Reforma trabalhista impõe limite absurdo à indenização das vítimas de tragédia

A reforma trabalhista aprovada no governo golpista de Michel Temer – e da qual Bolsonaro, Paulo Guedes e seus ministros reacionários são grandes entusiastas – não para de ter exemplos que escancaram como é absurda e inaceitável.

segunda-feira 28 de janeiro| Edição do dia

Além de buscar acuar os trabalhadores diante dos ataques da patronal e ter uma série de medidas que precarizam ainda mais as condições de trabalho, como o regime intermitente, ela também determina um teto para as indenizações: 50 vezes o salário da vítima em caso de danos morais. Ou seja, em casos de tragédias capitalistas causadas por mera ganância dos setores privados como aconteceu em Brumadinho, as vítimas terão um baixo limite de quanto poderão receber para reestabelecer toda a sua vida que foi arrancada a força.

Essa reforma absurda, falsamente tratada como "modernização das leis trabalhistas", agora com Brumadinho tem um grande exemplo que escancara seu verdadeiro propósito: longe de “salvar o mercado”, ela veio para manter o lucro dos grandes empresários e descarregar a crise nas costas dos trabalhadores, da juventude e do povo pobre.

Enquanto os políticos, ministros e juízes ganham uma série de privilégios e salários absurdos que podem chegar até a R$ 40 mil, centenas de famílias que perderam familiares ou amigos, casas, seus animais, o rio e toda a vida que levavam, terão de reconstruir tudo com uma indenização irrisória. Antes da reforma, a indenização poderia ser maior. Com um salário mínimo de R$998, a indenização não chega nem a R$50 mil.

Já não era novidade que essa reforma veio para dar base legal para que os patrões lucrem mais, precarizando ainda mais as vidas pelas péssimas condições de trabalho – não à toa ela veio junto com a absurda lei da terceirização irrestrita. Desde sua aplicação, os contratos intermitentes, que não definem uma jornada de trabalho fixa e deixam os funcionários à mercê dos patrões, avançaram para 1/3 de todos os contratos formais.
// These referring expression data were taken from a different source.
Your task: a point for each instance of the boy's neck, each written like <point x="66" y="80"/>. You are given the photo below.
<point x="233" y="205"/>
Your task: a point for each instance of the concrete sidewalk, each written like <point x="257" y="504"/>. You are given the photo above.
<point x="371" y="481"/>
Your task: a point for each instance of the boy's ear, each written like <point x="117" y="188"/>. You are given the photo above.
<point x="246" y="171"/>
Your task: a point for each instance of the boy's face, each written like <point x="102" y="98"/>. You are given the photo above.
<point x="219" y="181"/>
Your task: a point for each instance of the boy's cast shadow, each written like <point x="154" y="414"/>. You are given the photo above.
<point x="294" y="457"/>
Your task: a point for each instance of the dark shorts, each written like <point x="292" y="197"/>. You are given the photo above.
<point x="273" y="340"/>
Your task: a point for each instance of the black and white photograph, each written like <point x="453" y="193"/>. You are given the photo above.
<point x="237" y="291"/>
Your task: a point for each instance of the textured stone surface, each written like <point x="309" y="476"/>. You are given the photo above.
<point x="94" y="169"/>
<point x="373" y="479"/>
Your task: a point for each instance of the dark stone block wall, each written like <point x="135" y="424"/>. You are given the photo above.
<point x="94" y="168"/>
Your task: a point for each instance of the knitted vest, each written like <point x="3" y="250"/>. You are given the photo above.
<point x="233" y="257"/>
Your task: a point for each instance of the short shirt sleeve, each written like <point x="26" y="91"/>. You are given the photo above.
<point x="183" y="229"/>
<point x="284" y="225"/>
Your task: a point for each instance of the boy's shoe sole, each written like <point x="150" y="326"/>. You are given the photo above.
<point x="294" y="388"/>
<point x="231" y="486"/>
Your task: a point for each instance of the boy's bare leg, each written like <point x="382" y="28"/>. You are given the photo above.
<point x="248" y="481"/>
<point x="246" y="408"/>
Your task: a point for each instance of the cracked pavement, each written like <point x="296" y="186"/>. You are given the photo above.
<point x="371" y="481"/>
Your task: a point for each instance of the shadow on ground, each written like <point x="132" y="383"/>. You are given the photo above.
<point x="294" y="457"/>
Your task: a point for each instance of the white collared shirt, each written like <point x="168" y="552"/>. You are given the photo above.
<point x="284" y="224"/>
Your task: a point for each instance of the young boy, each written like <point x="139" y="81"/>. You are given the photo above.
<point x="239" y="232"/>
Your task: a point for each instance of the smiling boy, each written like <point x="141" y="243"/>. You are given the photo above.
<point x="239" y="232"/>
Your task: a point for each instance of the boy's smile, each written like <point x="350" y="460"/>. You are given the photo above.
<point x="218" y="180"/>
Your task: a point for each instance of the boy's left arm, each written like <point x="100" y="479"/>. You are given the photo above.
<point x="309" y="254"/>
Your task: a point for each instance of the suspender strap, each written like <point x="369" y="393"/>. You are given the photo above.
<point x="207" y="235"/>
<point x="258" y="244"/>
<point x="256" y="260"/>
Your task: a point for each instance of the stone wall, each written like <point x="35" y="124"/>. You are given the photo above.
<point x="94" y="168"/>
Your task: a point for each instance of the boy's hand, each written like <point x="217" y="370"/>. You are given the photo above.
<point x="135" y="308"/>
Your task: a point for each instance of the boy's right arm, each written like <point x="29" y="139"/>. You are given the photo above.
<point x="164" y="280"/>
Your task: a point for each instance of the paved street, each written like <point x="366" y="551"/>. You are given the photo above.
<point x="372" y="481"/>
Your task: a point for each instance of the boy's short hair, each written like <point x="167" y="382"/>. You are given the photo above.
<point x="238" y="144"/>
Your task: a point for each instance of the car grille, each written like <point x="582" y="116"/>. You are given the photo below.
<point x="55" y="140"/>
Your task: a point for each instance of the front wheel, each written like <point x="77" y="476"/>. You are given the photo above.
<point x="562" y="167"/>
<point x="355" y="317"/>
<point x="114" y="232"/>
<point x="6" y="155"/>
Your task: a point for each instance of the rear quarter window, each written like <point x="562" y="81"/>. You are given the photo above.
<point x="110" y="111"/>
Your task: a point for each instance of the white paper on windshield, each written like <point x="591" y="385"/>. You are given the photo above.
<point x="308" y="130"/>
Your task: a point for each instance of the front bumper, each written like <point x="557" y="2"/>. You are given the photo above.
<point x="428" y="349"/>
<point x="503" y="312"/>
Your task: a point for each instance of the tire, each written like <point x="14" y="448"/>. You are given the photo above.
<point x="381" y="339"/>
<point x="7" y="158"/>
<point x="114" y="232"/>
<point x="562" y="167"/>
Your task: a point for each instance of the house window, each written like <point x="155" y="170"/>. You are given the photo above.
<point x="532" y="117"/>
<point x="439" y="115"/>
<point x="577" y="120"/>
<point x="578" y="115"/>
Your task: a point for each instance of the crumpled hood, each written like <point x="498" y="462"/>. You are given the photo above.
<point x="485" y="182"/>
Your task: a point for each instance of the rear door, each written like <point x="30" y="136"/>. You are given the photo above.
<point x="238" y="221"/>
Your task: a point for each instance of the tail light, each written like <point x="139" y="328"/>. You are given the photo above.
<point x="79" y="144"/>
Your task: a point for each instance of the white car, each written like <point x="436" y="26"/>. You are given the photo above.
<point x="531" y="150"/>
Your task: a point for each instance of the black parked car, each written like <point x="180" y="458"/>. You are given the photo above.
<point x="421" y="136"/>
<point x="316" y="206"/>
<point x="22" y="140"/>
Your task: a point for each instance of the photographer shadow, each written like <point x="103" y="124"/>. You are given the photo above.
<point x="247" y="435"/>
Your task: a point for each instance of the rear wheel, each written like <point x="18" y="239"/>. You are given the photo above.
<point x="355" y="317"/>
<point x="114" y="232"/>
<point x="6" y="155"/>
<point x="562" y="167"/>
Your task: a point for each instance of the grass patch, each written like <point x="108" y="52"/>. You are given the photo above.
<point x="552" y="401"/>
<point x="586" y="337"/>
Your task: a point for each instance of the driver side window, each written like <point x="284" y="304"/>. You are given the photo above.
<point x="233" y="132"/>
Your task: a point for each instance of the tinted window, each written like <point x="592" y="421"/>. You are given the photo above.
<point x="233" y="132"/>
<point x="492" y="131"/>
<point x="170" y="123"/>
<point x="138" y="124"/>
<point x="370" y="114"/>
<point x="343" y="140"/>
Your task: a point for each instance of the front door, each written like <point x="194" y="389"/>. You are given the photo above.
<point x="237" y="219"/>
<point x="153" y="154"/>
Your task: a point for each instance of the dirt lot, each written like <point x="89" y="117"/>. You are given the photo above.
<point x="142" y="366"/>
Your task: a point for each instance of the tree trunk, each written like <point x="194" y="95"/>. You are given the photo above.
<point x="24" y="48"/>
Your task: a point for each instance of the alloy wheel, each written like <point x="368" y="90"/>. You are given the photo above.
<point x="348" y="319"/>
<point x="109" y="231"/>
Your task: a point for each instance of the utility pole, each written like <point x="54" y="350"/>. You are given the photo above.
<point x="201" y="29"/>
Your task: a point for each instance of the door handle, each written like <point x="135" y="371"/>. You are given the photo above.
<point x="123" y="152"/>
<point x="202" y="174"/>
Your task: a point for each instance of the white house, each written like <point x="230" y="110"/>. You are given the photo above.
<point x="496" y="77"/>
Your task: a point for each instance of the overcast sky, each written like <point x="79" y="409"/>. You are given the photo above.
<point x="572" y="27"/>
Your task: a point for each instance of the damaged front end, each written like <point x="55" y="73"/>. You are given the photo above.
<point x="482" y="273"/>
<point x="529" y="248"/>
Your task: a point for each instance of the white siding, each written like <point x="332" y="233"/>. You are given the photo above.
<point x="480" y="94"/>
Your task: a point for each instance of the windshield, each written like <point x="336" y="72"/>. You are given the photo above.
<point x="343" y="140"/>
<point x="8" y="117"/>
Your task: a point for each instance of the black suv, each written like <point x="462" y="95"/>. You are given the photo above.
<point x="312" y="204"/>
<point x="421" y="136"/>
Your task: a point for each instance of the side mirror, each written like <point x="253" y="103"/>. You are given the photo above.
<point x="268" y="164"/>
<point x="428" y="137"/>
O teto nas indenizações é mais um ponto que coloca em termos legais o absoluto desrespeito aos trabalhadores e à população, estabelecendo um preço na vida de centenas de trabalhadores para o favorecimento de empresários.

Os sindicatos além da crítica precisam urgentemente organizar suas bases, convocar assembleias nos locais de trabalho e pensar um plano de luta que revogue essa reforma e não permita que a reforma da previdência seja aprovada. Como a tragédia capitalista de Brumadinho outras podem vir, pois os grandes capitalistas estão muito mais preocupados com suas empresas do que com a vida dos trabalhadores.

Os donos da Vale precisam ser punidos e expropriados. É necessário que seja re-estatizada e colocada sob controle e gestão dos trabalhadores. Nossas vidas valem mais que o lucro deles!